Docker is all the rage right now. Well containers in general. I’ve looked into Docker before for work before and it just didn’t fit with what the company needed at the time. I always wanted to take a look at Docker in particular for my own personal projects and recently I got the chance to do just that. Late one night I decided it would be a good time to do some cleanup of own of my project servers, namely the one that hosts the Reddit Media Scraper (RMS). As the name implies, it scrapes Reddit… for media… yeah… Anyway, this is just a personal project to teach myself how to access restful APIs (it uses not only Reddit’s API but also Imgur’s, Gfycat, and some others too), web scraping and functional Python programming. Well, as I was cleaning out files in my less than alert state, I accidentally destroyed the entire RMS directory. Yarp.
Since I had to restore all the app files, I decided to just wrap it all up into a Docker container and learn something in the process. I learned a little about Docker the first time after looking into the matter. Just had to learn how to build a container using a Dockerfile, which didn’t seem very hard to do. Looked up the Dockerfile reference documentation, started up Sublime Text, and in 5 mins I had it done. It was pretty basic. Used the official ubuntu image, installed python3 and python3-pip, copied the code, installed requirements, and set the command to run on container start. Tested it out and it worked! Well… it sort of worked.

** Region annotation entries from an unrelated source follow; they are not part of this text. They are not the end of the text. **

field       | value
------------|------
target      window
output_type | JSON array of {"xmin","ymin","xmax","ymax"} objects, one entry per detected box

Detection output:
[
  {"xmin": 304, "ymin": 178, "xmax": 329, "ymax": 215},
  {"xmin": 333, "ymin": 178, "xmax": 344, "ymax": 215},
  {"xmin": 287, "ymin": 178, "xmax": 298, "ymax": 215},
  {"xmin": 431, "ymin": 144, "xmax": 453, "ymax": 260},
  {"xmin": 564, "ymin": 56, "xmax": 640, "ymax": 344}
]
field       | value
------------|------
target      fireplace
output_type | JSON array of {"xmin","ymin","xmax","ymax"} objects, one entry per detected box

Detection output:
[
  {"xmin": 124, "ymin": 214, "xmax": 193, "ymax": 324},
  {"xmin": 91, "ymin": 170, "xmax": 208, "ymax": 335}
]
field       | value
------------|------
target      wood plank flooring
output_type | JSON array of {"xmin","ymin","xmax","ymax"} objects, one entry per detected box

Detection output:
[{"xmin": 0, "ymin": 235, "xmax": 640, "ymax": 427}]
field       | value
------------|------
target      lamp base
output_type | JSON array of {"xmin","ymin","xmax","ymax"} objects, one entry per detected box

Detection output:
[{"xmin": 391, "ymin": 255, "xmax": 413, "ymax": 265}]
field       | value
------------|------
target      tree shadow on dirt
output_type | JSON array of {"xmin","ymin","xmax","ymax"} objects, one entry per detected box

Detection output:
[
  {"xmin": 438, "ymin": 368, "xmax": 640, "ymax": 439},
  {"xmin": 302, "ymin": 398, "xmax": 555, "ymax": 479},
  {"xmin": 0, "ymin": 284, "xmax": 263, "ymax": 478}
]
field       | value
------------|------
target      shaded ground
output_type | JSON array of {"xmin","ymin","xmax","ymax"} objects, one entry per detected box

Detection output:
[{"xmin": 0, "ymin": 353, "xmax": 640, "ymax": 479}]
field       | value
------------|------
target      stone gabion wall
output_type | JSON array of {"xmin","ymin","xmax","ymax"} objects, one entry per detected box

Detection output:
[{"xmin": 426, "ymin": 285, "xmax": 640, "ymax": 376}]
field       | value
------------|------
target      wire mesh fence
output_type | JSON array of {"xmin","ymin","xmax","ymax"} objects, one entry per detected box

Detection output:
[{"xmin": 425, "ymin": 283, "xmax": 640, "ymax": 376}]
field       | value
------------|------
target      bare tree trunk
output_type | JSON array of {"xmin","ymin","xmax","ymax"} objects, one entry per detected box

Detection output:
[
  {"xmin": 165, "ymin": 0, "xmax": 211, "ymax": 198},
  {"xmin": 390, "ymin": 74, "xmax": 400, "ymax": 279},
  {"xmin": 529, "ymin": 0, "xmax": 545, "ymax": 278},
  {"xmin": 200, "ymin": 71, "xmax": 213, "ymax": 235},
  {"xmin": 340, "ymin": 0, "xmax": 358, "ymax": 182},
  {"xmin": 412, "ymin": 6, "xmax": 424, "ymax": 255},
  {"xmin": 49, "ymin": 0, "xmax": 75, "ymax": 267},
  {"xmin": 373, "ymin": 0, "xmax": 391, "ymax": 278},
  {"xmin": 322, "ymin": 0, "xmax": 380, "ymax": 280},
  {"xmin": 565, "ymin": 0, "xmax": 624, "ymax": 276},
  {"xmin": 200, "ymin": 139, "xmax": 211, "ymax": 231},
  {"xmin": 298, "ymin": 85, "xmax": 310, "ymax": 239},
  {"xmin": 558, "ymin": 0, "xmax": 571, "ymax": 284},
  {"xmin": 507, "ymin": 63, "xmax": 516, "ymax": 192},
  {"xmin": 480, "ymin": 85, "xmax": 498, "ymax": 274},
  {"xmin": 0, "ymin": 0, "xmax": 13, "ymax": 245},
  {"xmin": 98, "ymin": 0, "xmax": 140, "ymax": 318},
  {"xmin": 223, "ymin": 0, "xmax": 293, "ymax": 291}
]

I had the title of every link that was proceeded printed out to stdout and some titles had non-ASCII characters which would cause an UnicodeEncodeError to occur when ran inside the container. Ok, not a problem I’ll just convert it. So that’s what I tried first… only to realize that the problem is with the container not supporting UTF-8 and not a problem with the RMS or Python 3. Some quick googling revealed that by default Docker containers are set for ASCII. Suggestions for changing the container from ASCII to UTF-8 by setting the ENV LANG=UTF-8:
docker container run —name rms -e LANG=UTF-8 rms
Which didn’t work for me… after some more googling and testing I eventually found that I had to set LANG=C.UTF-8 for it to work. Updated the Dockerfile to set that ENV and gave it a test. It worked! Took me about 2 hours total from getting things working manually (i.e. running /bin/bash in the Ubuntu container), writing the Dockerfile, and finally getting everything working and deployed successfully. Pretty cool, I can see why developers like Docker so much.